• The_Decryptor@aussie.zone
    link
    fedilink
    English
    arrow-up
    1
    ·
    8 hours ago

    So one of the problems is the size of a “physical page”, on a stock x86 system that’s only 4KiB. If you allocate just 1MiB of RAM you need to back that with 256 “page table entries”, and to then load a virtual address within that allocation you need to walk that list of 256 entries to find the physical address in RAM that the CPU needs to request.

    Of course these days an app is more likely to use 1 GiB of RAM, that’s a mere 262,144 page table entries to scan through, on each memory load.

    Oh but then we’re also not running a single process, there’s multiple processes on the system, so there will be several million of these entries, each one indexed by address (Which can be duplicated, each process has its own private view of the address space), and then by process ID to disambiguate which entry belongs to each process.

    That’s where the TLB comes in handy, to avoid the million or so indexing operations on each and every memory load.

    But caching alone can’t solve everything, you need a smarter way to perform bookkeeping than simply using a flat list for when you don’t have a cached result. So the OS breaks down those mappings into smaller chunks and then provides a table that maps address ranges to those chunks. An OS might cap a list of PTEs at 4096 and have another table index that, so to resolve an address the CPU checks which block of PTEs to load from the first table and then only has to scan the list it points to.

    Like this, this is a 2 level scheme that Intel CPUs used before the Pentium Pro (iirc), the top 10 bits of an address selected an entry in the “page directory”, the CPU loads that and uses the next 10 bits to select the group of PTEs from that list, following that link that it finds the actual PTEs that describe the mappings and then it can scan that list to find the specific matching entry that describes the physical address to load (And it then promptly caches the result to avoid doing that again)

    So yes, for a given page size and CPU you have a fixed number of walks regardless of where the address lives in memory, but we also have more memory now. And much like a hoarder, the more space we have to store things, the more things we do store, and the more disorganised it gets. And even if you do clear a spot, the next thing you want to store might not fit there and you end up storing it someplace else. If you end up bouncing around looking for things you end up thrashing the TLB, throwing out cached entries you still need so now need to perform the entire table walk again (Just to invariably throw that result away soon after).

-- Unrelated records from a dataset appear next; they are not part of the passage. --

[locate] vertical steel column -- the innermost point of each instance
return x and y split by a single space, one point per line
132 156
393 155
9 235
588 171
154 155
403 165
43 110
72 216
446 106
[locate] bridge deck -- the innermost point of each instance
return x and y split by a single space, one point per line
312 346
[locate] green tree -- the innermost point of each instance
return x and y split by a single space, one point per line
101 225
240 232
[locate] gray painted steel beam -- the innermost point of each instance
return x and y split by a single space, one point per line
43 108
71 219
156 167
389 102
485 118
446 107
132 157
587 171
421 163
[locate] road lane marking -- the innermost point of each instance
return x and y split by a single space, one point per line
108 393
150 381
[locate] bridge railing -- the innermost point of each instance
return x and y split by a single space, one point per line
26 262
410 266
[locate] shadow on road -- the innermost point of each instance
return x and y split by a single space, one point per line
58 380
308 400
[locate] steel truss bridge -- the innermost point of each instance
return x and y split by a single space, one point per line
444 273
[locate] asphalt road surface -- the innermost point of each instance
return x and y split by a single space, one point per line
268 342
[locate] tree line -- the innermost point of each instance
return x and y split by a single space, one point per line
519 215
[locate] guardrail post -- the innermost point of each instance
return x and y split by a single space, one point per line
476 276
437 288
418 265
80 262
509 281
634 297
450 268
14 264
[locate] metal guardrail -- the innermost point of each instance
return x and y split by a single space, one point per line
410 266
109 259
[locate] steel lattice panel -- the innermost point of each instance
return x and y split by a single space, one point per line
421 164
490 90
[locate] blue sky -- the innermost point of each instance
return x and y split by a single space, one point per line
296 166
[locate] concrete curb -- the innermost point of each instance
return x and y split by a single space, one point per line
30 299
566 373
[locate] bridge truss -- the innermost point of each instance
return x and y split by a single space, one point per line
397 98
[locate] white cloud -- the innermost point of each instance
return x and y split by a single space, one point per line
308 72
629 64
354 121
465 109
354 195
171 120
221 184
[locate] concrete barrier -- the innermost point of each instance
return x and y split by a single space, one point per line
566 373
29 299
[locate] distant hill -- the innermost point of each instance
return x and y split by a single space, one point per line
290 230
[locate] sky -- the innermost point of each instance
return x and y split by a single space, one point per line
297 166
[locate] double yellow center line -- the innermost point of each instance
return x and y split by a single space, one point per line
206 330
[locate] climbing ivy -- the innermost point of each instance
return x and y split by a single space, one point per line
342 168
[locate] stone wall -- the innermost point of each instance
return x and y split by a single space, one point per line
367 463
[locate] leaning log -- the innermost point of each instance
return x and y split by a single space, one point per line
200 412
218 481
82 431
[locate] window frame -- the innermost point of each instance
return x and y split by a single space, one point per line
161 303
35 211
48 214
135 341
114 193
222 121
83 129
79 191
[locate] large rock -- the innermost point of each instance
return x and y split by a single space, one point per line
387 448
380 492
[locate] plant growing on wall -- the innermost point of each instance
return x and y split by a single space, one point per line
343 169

    Basically, you need to defrag your RAM periodically so that the mappings don’t get too complex and slow things down (Same is true for SSDs btw, you still need to defrag them to clean up the filesystem metadata itself, just less often than HDDs). Meta have been working on improvements to how Linux handles all this stuff (page table layout and memory compaction) for a while because they were seeing some of their long-lived servers ending up spending about 20% of CPU time simply wasted on doing repetitive walks due to a highly fragmented address space.